Organizations that leverage Machine Learning (ML) and Artificial Intelligence (AI) notice enhanced business efficiency and process improvement, but [the vast majority of data science projects never make it into production](https://venturebeat.com/ai/why-do-87-of-data-science-projects-never-make-it-into-production/).

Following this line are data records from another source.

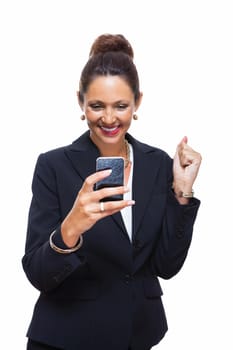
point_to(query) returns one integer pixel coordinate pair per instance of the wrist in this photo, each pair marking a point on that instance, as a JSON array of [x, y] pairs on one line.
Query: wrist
[[69, 236]]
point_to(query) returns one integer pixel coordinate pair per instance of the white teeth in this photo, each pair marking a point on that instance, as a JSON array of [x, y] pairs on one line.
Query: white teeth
[[109, 129]]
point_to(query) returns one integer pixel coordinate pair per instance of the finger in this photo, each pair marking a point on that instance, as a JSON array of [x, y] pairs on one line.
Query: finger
[[92, 179], [111, 207], [109, 191]]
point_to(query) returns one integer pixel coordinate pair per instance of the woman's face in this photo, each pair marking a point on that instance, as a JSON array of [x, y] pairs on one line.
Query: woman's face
[[109, 105]]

The partnership between MariaDB and MindsDB enables data teams to gain the benefits of machine learning quickly and easily by reducing the complexity of AI projects and providing easy-to-use machine learning tools.

MindsDB models explore MariaDB Cloud data interactively and iteratively while leveraging the cloud to speed up customers' execution of digital transformation journeys.

MariaDB Cloud is a database-as-a-service (DBaaS) enabling you to deploy and manage MariaDB Enterprise Server, Serverless Analytics, or ColumnStore analytical databases with only a few clicks. SkySQL combines automation with human expertise to support and manage mission-critical deployments.

When MindsDB is used with MariaDB Cloud, end-to-end machine learning is available to database services in MariaDB Cloud. MindsDB augments SQL code, so users can create, train, and auto-deploy machine learning models as if they were database tables.

Given the exponential growth of data, machine learning in MariaDB Cloud speeds up decision-making by asking predictive questions in the database itself to get the essential answers you need.

### Setup Procedure

1. [Register for MariaDB Cloud and MindsDB](#step-1-register-for-mariadb-cloud-and-mindsdb)
2. [Connect MariaDB Cloud and MindsDB](#step-2-connect-mariadb-cloud-and-mindsdb)
3. [Create machine learning models](#step-3-create-machine-learning-models)
4. [Flow data into MariaDB Cloud](#step-4-flow-data-into-mariadb-cloud)

### Step 1: Register for MariaDB Cloud and MindsDB

Before using MariaDB Cloud and MindsDB, both services require an account.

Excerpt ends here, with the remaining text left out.